Why does single warp need syncthreads?

running on GT 440 (Fermi).
I have 384 threads per block ( dim3 threads (384, 1, 1)); I am batching my data into 8 groups of 48 values (to speed up other aspects of the routine). Essentially performing a matrix (48X48) times a vector (48X1). The code snippet WITHOUT the __syncthreads does not deliver correct results; requires each of the __syncthread calls to deliver correct results.

The code assumes that each group of 48 as defined by tx is one matrix row times column vector. I break up the additions into 3 blocks of 16; add up the sums of each group of 16 at the end. Each grouping of 16 threads should be in the same warp – (0 to 15) (16 to 32) (33 so I should not need to __syncthread for these entries as each line of the code executes in each thread simultaneously within the warp, right?

__shared__ float facc [2048];	
    int tx  = threadIdx.x;   
	facc[tx] = x0[tx] * Cij[ind];				
	__syncthreads(); 
     facc [tx] += facc[tx + 1];  // 0+1; 2+3; ...
	__syncthreads();
	facc [tx] += facc[tx + 2];  // 0 + 2; 4 + 6; ...
	__syncthreads();
	facc [tx] += facc[tx + 4];  // 0 + 4; 8 + 12;
	__syncthreads();
	facc [tx] += facc[tx + 8];  // 0 + 8;
	__syncthreads ();	// wait here for all half warps to do this calc
    if ( tx modulo 48 is zero )	then
	float answer = facc[tx] + facc[tx + 16] + facc[tx + 32];  // store result  

As i noted above, without the sync call the answer is wrong. but using the syncthreads calls is slowing the module by a factor of 2! so i want to eliminate the sync calls.

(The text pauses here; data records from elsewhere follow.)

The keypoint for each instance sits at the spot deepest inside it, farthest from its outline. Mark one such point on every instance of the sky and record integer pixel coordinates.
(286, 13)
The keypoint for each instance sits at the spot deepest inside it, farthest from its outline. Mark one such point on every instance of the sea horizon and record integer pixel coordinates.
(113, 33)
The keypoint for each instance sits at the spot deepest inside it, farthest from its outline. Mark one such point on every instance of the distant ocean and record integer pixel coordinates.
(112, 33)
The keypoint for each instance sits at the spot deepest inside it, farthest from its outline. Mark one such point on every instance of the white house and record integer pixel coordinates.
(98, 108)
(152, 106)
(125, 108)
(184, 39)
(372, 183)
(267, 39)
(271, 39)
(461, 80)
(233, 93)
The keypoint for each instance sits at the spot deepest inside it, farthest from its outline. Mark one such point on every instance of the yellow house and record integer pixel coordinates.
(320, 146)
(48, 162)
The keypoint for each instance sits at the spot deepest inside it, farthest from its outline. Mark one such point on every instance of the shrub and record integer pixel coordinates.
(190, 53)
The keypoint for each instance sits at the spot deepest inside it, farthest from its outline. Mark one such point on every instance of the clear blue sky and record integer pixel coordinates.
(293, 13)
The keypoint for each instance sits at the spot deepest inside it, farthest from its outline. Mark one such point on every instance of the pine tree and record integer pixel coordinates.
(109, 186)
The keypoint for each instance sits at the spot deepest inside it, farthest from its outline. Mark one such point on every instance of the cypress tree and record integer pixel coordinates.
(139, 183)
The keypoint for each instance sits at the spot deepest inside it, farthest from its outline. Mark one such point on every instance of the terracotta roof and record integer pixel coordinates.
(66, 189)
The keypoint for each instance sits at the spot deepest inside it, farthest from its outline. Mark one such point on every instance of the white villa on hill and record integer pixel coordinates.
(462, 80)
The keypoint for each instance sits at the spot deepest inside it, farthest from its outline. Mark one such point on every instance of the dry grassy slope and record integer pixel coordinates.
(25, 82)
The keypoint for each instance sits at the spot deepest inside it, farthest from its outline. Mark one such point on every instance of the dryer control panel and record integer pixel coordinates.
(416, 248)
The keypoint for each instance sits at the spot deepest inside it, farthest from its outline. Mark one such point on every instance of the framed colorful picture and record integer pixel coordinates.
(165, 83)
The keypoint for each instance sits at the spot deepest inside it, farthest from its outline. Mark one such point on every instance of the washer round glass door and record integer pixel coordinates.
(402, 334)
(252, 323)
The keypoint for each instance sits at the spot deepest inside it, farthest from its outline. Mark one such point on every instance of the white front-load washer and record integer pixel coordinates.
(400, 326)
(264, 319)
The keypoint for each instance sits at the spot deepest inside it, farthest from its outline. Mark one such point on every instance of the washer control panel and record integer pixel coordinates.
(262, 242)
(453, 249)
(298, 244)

Can someone explain why the sync is needed if the computation is all internal to the same warp?

thanks

JM

You need to declare [font=“Courier New”]facc[/font] as volatile if you drop the __syncthreads(), or the compiler won’t reload the changed values from shared memory to registers.

Tera,

super – many thanks!! volatile was one of those things i didnt get on the first reading of the manual.